PHONE FILCHING: Fifty per cent of all thefts.

CAN it be true that the jostling passenger who stole my phone on the packed 916 bus in Rome last month really was a Catholic priest?

Of course I ignored all the warnings about pick-pocketing in Rome. Couldn’t happen to me. 

Though it’s unlikely to have been my priestly neighbour, I would have felt less humiliated if my phone had indeed transitioned that smoothly from my zipped pocket into the folds of a cassock as we both headed for the Vatican and redemption. 

Almost half of all thefts reported now are smartphones, routed virtually anywhere in the world within days by well-oiled syndicates. 

If you’re insured you’re in for a challenging round of musical chairs at a Local Police station to file the required report. Harbour no illusions: they almost certainly won’t look for it. 

But replacing the actual device is not the main issue. 

Indeed it’s an opportunity to buy a shiny new gadget even if it does mean living on bread and water for the next month.

Nor is it mainly about one thing many people forget: that if you don’t block a lost phone immediately, the bad guys have a nasty little wheeze of using it to call premium numbers back in Desolatistan at €20+ a minute on your account, ka-ching.

Nope, it’s all the confidential stuff we keep on our phones these days which hurts. Banking apps, online shopping apps, vulnerable information of every hue and cry and all those access codes. 

Tackle the damage limitation and you quickly learn just how many websites simply aren’t geared up for your scenario. ‘Register a new phone to your account? No problem, for security reasons first send us confirmation from your old one.’ Ummm….

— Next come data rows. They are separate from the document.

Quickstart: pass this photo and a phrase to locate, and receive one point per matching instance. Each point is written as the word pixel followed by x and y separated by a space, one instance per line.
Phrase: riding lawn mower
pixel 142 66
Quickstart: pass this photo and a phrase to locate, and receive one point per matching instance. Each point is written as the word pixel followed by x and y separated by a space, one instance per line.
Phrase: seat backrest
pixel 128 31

And of course there are lessons to be learned. If only I had set up the wonderful ‘find my phone’ facility which both Apple and Android devices offer – before it got stolen. If only I had kept a separate note of all my online banking and other confidential information so that I would know who to call and what to say in the event of. 

If only…

But look on the bright side. A third of the users in a recent US study said they would pay a thousand dollars to get their phone back. I’m not one of those people.  

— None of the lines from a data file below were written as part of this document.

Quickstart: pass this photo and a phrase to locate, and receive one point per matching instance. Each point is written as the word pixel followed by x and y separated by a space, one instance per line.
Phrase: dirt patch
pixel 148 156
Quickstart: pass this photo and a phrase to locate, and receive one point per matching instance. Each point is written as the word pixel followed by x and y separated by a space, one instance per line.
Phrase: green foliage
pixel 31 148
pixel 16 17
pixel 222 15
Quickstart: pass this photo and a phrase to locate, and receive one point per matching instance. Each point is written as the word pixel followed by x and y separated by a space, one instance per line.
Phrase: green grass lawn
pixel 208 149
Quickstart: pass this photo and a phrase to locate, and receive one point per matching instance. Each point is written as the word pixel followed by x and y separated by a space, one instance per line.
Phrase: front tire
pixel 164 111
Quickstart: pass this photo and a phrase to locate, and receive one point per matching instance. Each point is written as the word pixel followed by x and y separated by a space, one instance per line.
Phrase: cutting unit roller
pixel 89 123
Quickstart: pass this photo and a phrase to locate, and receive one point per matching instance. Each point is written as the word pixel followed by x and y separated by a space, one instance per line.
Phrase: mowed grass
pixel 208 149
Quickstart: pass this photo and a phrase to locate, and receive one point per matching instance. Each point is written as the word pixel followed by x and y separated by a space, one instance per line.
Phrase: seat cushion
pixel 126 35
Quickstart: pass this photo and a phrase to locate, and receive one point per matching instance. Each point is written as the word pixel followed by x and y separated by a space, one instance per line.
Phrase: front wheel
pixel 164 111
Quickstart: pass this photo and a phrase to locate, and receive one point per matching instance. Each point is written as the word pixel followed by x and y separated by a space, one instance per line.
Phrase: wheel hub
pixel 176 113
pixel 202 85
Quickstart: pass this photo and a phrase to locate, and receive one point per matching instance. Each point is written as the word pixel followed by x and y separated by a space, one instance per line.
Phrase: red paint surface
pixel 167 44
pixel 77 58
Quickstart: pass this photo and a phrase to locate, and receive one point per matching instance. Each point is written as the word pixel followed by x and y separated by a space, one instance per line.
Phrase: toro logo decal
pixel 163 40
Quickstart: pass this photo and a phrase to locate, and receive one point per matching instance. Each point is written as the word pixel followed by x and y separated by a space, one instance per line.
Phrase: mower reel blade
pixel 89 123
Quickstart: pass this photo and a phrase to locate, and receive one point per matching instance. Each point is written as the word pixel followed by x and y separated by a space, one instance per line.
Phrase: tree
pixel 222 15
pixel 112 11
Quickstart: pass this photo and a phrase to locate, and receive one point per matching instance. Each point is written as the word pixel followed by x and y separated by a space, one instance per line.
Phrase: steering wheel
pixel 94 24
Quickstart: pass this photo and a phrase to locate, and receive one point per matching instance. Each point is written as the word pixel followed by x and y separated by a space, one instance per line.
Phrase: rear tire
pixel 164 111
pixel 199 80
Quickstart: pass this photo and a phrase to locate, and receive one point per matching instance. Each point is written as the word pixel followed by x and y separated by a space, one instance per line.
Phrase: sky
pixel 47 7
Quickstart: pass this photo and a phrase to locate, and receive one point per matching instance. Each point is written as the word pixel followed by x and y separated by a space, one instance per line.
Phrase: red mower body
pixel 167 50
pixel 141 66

I would have loved to see the look of disgust when my thief realised he’d stolen a six-year old dinosaur of a phone. Heck, given time to first extract my information, I’d actually have paid him to take it.

Steal away

AS the FBI keeps discovering, current phone security erects a daunting fortress wall around your device. If you enable it. 

Short of the rather uncomfortable option of cutting off your finger, thieves find a fingerprint-protected phone a nightmare to crack. Ditto a good password, and that doesn’t mean 123456. 

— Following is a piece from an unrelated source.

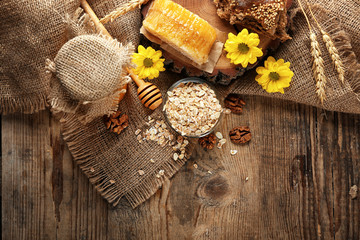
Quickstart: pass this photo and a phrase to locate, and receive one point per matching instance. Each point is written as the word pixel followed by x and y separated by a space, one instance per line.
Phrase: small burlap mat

At the very least, when you get a new phone install a security app or suite which lets you wipe your phone remotely in a worst-case scenario. 

Phone-tracking apps can certainly work. But if your phone is stolen, not just lost, consider very carefully what you would do if a tracker does indeed find it – in the middle of a mafia stronghold or a neighbourhood where even the shadows won’t go. Good luck finding a SWAT team.